Military vehicles have been seen on Moscow streets, Reuters reported.

In Washington, the White House said it is monitoring the situation and consulting with allies, National Security Council spokesperson Adam Hodge said Friday.

The Interfax news agency quoted Kremlin spokesperson Dmitry Peskov as saying that President Vladimir Putin has been briefed on the developments and “necessary measures are being taken.”

Earlier Friday, Prigozhin said the Kremlin’s reasoning for invading Ukraine is based on lies fabricated by the army’s top brass. Prigozhin has for months openly accused Shoigu and Russia’s top general, Valery Gerasimov, of gross incompetence.

“The Defense Ministry is trying to deceive society and the president and tell us a story about how there was crazy aggression from Ukraine and that they were planning to attack us with the whole of NATO,” Prigozhin said in a video clip released on the Telegram messaging app by his press service.

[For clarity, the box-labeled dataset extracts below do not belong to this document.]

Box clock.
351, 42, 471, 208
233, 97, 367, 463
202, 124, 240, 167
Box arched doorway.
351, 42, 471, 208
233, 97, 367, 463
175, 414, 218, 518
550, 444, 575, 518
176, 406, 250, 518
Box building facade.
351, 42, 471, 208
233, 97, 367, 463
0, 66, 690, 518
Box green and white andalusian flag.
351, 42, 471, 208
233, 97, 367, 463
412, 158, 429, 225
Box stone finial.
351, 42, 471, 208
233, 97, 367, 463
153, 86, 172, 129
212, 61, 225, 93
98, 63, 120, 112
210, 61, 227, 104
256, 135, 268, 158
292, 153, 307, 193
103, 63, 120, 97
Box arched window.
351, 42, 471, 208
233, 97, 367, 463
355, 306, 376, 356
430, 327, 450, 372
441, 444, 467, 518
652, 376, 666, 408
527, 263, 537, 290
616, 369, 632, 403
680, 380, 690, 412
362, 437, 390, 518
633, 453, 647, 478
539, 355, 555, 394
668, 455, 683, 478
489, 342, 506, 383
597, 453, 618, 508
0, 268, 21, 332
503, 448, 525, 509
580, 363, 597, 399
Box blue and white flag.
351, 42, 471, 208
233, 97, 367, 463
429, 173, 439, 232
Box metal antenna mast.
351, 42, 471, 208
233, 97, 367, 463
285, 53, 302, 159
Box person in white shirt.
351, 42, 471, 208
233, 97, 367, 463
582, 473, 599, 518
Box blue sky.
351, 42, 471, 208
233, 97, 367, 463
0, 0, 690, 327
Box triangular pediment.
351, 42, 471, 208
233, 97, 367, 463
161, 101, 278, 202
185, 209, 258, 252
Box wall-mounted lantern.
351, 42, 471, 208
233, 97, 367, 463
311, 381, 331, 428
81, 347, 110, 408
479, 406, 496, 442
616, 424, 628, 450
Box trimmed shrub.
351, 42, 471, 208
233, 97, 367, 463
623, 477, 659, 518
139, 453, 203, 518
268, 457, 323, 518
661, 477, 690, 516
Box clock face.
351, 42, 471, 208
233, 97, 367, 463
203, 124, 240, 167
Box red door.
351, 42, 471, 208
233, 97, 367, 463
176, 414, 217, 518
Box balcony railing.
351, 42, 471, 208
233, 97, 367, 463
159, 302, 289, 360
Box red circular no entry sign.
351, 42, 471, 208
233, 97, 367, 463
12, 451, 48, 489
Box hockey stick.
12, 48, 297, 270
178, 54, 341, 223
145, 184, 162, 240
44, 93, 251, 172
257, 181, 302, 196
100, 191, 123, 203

He went on to accuse Shoigu: “The war was needed … so that Shoigu could become a marshal … so that he could get a second ‘Hero’ [of Russia] medal,” he added. “The war wasn’t needed to demilitarize or denazify Ukraine.”

The Wagner chief also attacked the ruling elite, saying greed fueled its desire to absorb the assets from Ukraine’s Donbas region. “The task was to divide material assets,” he said. “There was massive theft in the Donbas, but they wanted more.”

Some information for this story came from The Associated Press, Agence France-Presse and Reuters.